Volkswagen Group is in a position to overtake Tesla in both electric vehicle production figures and software development, the automaker’s labor chief, Bernd Osterloh, said in an interview with a German news outlet.
“If Tesla sets up three factories where 300,000 to 500,000 cars can be produced, then we are talking about a number of units between 900,000 and 1.5 million. We want to achieve the same in 2023, probably even earlier,” Osterloh, who is head of the automaker’s works council, told the Welt am Sonntag newspaper on Sunday.
VW’s modular electric-drive matrix platform, or MEB, gives the automaker a “huge” advantage,” as it can build any vehicle of any brand on it, Osterloh said.
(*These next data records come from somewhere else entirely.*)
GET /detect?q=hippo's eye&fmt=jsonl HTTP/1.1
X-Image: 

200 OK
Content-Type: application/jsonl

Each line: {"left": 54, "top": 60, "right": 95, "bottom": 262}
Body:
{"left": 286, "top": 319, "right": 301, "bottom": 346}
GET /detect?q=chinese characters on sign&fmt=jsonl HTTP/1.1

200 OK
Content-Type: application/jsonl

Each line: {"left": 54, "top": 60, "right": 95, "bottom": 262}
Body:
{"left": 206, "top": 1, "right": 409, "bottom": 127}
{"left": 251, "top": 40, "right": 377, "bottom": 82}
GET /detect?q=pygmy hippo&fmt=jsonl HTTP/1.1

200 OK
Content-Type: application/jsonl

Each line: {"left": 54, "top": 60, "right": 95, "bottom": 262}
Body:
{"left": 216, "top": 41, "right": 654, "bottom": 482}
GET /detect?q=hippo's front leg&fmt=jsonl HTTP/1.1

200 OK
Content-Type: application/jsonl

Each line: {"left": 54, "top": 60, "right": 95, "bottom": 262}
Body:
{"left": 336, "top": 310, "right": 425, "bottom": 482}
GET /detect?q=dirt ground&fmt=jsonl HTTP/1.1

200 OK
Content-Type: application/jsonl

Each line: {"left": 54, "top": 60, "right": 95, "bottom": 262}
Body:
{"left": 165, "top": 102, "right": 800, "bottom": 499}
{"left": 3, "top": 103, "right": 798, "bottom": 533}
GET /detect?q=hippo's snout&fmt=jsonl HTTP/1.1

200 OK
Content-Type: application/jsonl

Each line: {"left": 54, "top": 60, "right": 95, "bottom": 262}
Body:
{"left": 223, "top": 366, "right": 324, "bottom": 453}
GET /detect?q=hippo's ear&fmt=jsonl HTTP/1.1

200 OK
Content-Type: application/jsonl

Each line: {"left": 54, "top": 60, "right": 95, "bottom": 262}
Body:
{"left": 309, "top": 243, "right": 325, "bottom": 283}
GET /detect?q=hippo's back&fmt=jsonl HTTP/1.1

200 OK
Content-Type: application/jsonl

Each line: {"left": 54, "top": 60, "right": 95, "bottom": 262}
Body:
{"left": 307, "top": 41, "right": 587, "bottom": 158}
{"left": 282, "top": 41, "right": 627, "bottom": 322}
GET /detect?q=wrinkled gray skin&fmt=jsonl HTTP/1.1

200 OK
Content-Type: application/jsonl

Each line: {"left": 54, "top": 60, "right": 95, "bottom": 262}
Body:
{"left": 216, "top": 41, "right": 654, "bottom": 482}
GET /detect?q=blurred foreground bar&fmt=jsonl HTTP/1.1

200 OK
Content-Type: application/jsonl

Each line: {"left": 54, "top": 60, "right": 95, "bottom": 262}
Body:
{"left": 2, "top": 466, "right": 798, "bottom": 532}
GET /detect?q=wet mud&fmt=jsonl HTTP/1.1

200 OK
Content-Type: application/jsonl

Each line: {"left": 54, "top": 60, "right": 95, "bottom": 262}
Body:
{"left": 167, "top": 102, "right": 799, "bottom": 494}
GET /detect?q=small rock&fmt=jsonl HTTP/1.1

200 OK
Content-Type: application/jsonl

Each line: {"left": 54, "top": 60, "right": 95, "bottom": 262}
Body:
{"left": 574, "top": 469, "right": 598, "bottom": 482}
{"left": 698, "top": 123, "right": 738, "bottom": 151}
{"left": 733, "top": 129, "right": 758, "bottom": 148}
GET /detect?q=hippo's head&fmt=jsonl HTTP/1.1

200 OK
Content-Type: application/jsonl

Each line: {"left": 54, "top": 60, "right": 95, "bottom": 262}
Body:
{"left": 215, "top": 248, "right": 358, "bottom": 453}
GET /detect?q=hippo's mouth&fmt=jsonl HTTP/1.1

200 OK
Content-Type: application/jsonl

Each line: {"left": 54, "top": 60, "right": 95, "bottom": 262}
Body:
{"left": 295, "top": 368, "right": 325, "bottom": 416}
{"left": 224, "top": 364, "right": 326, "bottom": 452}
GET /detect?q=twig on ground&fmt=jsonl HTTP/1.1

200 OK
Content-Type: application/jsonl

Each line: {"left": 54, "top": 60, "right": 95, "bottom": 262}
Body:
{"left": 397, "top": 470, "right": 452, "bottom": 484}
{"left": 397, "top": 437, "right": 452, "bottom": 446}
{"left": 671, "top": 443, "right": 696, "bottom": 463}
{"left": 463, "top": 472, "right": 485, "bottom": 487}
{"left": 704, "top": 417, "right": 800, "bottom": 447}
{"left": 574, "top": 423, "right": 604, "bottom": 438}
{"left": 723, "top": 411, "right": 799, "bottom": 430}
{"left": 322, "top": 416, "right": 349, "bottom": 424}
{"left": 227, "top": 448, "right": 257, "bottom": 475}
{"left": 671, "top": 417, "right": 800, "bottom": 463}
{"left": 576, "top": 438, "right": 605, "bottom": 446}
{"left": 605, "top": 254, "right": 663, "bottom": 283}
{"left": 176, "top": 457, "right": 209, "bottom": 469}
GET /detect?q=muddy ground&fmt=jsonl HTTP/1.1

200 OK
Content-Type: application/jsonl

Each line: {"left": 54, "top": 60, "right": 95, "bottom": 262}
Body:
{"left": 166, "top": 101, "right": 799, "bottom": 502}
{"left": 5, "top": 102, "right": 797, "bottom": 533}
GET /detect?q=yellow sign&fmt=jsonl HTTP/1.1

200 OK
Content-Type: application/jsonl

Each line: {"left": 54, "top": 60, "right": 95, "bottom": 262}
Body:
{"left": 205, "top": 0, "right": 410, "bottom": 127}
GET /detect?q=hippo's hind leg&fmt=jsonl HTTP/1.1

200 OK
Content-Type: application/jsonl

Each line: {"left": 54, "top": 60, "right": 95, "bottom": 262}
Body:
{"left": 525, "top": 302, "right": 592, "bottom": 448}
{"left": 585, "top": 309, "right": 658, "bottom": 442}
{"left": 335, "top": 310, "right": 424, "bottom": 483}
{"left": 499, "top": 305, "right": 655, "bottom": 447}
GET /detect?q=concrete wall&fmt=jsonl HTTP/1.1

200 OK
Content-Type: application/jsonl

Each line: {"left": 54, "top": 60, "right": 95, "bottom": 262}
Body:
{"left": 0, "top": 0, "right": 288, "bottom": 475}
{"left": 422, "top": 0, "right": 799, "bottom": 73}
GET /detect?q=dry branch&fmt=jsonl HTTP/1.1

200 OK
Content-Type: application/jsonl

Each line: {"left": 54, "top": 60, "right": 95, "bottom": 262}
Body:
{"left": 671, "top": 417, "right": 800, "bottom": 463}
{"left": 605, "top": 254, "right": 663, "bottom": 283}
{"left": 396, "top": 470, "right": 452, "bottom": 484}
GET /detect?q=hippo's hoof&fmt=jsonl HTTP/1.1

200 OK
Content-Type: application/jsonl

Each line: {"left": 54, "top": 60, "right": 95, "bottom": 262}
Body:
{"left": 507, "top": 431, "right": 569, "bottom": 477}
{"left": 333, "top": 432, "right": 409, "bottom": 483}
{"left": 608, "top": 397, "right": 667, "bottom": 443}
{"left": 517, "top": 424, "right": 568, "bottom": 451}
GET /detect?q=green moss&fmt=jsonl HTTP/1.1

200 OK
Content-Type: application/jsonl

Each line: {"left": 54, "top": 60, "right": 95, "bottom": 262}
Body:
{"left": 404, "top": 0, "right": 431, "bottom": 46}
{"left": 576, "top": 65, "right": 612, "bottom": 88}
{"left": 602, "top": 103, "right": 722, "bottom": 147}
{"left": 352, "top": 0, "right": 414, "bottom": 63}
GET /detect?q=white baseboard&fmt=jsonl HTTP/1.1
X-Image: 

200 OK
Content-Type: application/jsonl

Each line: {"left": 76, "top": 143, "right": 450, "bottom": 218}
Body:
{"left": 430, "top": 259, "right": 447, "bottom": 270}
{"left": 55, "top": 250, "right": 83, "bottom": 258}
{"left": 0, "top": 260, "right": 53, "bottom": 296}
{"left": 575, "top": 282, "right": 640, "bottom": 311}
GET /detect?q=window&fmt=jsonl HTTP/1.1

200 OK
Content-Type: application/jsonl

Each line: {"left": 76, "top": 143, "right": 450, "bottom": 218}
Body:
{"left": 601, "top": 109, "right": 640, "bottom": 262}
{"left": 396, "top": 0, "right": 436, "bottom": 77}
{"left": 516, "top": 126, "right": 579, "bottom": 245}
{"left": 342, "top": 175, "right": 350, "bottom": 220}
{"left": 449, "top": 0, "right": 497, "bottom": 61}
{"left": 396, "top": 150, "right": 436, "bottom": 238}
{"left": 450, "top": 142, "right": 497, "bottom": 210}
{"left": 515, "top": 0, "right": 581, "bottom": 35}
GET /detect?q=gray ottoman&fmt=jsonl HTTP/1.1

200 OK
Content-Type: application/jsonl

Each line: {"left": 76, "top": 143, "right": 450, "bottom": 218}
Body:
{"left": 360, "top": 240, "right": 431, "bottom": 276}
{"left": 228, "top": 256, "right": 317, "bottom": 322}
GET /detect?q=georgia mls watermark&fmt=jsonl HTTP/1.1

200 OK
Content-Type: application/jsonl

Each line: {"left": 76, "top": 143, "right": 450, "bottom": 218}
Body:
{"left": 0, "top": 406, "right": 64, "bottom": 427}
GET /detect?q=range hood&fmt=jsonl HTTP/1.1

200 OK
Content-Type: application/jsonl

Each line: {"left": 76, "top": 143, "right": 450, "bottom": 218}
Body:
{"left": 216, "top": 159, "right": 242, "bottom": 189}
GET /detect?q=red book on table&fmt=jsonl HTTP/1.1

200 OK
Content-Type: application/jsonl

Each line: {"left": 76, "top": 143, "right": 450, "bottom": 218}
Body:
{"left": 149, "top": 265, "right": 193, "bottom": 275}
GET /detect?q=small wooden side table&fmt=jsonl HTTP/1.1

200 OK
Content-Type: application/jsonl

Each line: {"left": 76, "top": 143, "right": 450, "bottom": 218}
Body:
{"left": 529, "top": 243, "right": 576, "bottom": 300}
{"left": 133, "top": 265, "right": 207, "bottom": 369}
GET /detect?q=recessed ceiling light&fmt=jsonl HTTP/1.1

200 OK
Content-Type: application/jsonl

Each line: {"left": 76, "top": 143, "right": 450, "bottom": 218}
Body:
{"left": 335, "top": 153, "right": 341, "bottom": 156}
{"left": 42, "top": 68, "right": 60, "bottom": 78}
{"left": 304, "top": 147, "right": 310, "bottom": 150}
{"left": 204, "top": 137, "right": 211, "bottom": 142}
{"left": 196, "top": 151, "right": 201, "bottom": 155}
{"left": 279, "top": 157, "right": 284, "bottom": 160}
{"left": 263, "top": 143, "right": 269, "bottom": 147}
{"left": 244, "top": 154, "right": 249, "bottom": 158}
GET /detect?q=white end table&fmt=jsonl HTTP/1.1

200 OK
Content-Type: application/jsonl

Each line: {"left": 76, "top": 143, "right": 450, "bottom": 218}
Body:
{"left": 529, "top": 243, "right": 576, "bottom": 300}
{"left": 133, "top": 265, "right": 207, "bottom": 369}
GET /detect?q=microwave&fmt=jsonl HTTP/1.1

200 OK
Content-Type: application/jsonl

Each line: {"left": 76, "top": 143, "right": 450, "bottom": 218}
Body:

Osterloh also said he expected an engineering task force called Artemis, set up under Audi CEO Markus Duesmann, to help the group catch up with Tesla’s technological edge. The new Car Software Organization, where all of VW’s software operations are bundled, is a step in this direction, Osterloh told the newspaper.
“Their advantage is that they already have their software in the cars and use it to collect data,” he said of Tesla. “But if we get our system into our cars, we will have much more data within a short time.”
VW said in 2018 that it would spend 44 billion euros ($52 billion) through 2023 as part of a push for now more than 50 full-electric models by 2025.